The first report, September 2016, shows Queensland’s economy has turned a corner for the first time in several years – but there is still plenty of room for significant improvement in many areas.
“The level of caution being exercised by consumers, as indicated by weak retail spending and household consumption is indicative of the soft conditions currently being experienced by businesses in many sectors of the economy,” the report summary reveals.
“While the rise in State Final Demand is welcomed, it is also important to indicate that it will take some time for this to transfer through to improved labour market conditions, with the Queensland unemployment rate remaining steady at 6.3 per cent, and well above the national average.
“While indicators do suggest improving conditions, there is still further work required in restoring confidence in the economy, and encouraging a return to spending on goods and services.
“This is still required if there is to be a sustained improvement in profitability across Queensland businesses that will enable further improvements in both private sector investment and job creation.”
CCIQ Director of Advocacy Nick Behrens said the report would ensure a regular release of information relating to the numbers that matter to Queensland businesses.
“At CCIQ we know that numbers matter, and when planning for the future businesses need fact not spin,” he said.
“We are committed to improving the potential of businesses across Queensland and this can only be achieved by providing the business community with data and statistics that will assist them to make good, strategic decisions.
“This monthly report will draw together a number of key economic indicators to deliver a complete picture of how Queensland is performing historically, but also relative to other states.”
Mr Behrens said CCIQ would draw on latest data releases from the Australian Bureau of Statistics, and other Federal and State Government reports, plus our own exclusive quarterly Suncorp-CCIQ Pulse Survey of Business Conditions, which has been collecting valuable information from Queensland businesses for more than 20 years
“Depending on who you talk to, Queensland is either the best performing state in Australia, or is experiencing significant challenges,” he said.
“Driven by all this data and offering evidence-based commentary, our monthly economic report will ensure that businesses will receive objective information on the state of play in Queensland.”
Mr Behrens said that the first report highlighted that while Queensland had turned a corner, there was still significant room for improvement across many parts of the economy.
“While there is some indication that the Queensland economy is beginning to recover, it is still below the long term trend, and continues to lag behind New South Wales and Victoria,” he said.
“The key economic indicators that have been released across the past month are encouraging, but the level of caution in consumer spending does suggest that further work is still required in restoring confidence in the Queensland economy.”

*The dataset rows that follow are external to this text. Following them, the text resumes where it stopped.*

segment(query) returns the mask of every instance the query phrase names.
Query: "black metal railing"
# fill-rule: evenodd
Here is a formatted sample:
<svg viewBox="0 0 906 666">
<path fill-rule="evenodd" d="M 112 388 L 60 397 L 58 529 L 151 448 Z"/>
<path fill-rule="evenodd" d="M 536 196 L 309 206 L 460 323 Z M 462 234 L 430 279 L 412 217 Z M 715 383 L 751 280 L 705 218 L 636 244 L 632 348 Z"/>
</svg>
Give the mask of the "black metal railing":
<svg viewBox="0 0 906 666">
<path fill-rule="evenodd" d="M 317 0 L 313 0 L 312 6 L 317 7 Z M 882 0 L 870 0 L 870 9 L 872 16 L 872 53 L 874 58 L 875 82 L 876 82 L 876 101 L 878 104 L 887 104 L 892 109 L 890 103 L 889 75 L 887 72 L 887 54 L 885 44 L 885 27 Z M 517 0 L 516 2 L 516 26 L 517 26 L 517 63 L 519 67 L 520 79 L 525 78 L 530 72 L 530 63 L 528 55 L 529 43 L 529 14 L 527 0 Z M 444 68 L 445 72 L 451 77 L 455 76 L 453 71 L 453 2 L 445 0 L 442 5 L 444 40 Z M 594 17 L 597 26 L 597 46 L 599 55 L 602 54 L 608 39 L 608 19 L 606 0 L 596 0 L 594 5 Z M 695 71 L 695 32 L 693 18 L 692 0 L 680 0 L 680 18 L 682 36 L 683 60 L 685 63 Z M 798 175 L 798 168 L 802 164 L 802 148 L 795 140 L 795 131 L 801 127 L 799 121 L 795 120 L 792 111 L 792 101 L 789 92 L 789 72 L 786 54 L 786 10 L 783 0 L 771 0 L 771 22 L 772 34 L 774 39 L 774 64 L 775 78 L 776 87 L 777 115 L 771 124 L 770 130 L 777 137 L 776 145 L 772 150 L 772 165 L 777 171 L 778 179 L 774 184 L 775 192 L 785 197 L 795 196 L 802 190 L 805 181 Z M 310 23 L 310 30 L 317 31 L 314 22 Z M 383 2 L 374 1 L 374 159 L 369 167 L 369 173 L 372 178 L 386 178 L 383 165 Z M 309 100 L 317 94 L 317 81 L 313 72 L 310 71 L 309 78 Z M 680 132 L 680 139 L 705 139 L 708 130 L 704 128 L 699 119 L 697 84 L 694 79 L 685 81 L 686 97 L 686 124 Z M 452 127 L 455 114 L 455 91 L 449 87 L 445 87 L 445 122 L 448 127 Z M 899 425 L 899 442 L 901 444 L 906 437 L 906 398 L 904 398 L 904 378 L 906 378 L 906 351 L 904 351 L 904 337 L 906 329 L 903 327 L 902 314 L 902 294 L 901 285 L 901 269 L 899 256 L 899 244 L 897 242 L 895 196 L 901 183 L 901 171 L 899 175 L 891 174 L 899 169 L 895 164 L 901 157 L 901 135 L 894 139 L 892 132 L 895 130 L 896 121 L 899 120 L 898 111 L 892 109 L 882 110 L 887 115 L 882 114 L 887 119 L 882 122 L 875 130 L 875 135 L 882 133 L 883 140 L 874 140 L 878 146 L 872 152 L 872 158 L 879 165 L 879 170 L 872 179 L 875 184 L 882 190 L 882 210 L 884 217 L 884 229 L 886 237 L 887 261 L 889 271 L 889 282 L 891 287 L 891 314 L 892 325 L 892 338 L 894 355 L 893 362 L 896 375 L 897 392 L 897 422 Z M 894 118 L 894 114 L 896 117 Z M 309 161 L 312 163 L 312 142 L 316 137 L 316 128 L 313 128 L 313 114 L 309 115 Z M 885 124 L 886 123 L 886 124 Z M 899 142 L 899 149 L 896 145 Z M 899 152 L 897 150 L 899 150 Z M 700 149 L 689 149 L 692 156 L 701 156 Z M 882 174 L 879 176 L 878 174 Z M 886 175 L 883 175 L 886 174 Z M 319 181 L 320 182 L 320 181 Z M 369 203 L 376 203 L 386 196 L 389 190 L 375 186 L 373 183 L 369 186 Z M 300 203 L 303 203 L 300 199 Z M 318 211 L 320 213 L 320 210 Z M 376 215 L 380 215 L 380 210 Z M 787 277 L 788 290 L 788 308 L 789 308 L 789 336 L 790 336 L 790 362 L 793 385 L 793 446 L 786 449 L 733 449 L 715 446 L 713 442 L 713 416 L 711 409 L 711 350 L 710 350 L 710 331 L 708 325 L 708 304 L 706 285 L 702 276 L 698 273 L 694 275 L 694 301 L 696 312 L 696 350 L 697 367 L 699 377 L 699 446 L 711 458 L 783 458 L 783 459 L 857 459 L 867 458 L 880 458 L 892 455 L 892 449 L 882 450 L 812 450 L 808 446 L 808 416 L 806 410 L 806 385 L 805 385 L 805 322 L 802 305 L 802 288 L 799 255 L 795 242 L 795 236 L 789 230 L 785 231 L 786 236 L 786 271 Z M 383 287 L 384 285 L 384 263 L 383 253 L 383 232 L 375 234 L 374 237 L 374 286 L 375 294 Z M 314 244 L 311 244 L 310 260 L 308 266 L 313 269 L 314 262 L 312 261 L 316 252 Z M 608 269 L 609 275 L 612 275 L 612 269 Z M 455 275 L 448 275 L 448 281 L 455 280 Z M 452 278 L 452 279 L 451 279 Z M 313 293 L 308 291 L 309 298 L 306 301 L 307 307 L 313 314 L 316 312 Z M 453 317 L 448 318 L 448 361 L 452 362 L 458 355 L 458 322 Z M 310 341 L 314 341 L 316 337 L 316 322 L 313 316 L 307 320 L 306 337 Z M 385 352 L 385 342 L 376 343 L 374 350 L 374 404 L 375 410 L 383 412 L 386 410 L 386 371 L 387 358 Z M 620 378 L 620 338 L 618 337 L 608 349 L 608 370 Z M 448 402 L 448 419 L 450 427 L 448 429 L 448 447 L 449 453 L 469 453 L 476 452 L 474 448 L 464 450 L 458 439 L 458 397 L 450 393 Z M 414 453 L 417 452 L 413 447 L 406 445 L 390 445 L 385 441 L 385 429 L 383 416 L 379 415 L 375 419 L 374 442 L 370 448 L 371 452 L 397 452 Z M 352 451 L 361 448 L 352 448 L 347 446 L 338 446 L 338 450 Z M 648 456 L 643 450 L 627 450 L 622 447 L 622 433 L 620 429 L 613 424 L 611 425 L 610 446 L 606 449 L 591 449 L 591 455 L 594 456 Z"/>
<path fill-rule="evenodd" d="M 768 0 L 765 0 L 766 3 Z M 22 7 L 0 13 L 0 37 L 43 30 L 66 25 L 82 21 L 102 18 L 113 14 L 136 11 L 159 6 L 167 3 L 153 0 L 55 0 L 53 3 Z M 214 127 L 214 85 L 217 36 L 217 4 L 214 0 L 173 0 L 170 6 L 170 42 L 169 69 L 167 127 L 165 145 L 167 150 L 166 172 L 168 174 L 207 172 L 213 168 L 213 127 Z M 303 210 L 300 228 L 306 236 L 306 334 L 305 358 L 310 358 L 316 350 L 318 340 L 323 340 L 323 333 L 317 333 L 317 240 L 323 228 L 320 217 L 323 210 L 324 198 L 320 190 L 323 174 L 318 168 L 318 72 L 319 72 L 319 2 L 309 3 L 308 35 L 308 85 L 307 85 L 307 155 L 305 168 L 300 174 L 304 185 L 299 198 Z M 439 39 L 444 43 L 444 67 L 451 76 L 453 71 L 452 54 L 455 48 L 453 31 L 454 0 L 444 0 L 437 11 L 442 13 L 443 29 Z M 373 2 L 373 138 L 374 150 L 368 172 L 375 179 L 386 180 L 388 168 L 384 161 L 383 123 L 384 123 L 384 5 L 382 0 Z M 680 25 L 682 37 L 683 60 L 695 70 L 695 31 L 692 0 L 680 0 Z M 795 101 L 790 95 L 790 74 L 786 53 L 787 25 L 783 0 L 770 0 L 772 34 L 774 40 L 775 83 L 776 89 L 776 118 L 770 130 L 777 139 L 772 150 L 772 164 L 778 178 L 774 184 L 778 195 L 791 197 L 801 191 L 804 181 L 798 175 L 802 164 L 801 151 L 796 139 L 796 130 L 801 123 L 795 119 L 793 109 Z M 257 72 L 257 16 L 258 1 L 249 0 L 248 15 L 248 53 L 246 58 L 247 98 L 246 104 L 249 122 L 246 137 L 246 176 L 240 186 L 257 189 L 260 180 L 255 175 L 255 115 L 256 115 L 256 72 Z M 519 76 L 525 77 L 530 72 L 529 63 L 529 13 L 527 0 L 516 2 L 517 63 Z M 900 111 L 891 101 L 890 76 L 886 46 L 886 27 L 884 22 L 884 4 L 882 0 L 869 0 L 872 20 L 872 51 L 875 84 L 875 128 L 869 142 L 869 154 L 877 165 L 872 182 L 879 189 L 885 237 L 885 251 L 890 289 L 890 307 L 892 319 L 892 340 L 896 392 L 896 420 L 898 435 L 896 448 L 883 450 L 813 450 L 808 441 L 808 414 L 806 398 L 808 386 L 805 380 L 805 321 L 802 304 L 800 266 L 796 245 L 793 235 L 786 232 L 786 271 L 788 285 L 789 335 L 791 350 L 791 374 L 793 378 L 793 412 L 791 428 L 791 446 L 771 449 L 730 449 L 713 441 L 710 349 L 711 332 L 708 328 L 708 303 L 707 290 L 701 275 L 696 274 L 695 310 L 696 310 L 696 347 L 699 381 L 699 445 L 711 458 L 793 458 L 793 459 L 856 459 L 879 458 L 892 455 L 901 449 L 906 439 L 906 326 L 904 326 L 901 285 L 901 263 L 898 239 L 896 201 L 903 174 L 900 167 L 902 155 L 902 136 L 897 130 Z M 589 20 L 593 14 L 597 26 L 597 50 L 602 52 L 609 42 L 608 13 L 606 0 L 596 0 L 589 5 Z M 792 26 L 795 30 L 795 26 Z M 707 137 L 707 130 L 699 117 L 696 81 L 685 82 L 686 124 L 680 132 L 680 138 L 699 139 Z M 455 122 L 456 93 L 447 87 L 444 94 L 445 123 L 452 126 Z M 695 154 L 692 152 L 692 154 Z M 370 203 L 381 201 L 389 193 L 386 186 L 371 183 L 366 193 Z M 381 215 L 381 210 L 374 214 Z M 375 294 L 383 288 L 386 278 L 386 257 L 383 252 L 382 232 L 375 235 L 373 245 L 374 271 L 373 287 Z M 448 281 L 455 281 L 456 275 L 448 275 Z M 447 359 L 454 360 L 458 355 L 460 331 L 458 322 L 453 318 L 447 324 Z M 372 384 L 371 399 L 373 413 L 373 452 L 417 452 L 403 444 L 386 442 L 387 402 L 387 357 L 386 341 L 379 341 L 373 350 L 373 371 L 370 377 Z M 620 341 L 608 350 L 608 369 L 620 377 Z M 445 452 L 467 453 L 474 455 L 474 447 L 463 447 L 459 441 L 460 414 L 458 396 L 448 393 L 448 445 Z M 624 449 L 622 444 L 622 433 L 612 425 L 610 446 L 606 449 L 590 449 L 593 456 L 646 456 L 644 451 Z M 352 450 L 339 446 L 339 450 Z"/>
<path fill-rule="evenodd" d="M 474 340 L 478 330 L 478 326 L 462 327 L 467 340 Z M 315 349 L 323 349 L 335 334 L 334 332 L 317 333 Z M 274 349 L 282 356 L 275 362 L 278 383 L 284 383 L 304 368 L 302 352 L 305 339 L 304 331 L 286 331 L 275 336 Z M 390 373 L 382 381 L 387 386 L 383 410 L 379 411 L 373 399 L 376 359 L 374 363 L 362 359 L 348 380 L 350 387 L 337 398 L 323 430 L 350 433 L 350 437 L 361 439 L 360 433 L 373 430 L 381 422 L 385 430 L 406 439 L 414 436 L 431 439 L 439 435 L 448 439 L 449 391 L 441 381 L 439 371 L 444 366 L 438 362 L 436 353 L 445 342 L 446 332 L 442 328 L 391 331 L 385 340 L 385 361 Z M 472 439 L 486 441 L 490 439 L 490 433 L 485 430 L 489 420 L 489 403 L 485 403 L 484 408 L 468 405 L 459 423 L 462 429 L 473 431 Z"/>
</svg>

Mr Behrens said that as long as there was spare capacity in the labour market, any economic recovery would be slow.
“Queensland’s unemployment rate of 6.3 per cent sits significantly higher than the national average of 5.7 per cent,” he said.
“It is only through a sustained improvement in profitability across Queensland businesses that the necessary conditions will be created to enable further improvements in both private sector investment and job creation.”
Some of the key statistics contained in CCIQ’s first Queensland Economic Update include:
• State Final Demand – rose by 0.7 per cent.
• Government Capital Expenditure – rose by 6.8 per cent.
• Private Capital Expenditure – rose by 0.9 per cent (first rise since September 2013 Qtr).
• Household consumption – rose by 0.2 per cent (below national average).
• Unemployment – unchanged at 6.3 per cent, but higher than national rate of 5.7 per cent.
• Retail trade – rose by 1.5 per cent, weaker than national average (2.7 per cent) and well below ten-year state average trend (4.4 per cent). This weak trend will have implications for Christmas sales.
• Clothing, footwear and personal accessories – rose by 8.7 per cent, above national average
• Building approvals –fell by 1.9 per cent
• Real wage growth – rose by 0.4 per cent
• CCIQ 12-month Queensland economic outlook – fell to 42.3 percentage points (7.2 points below the five-year average).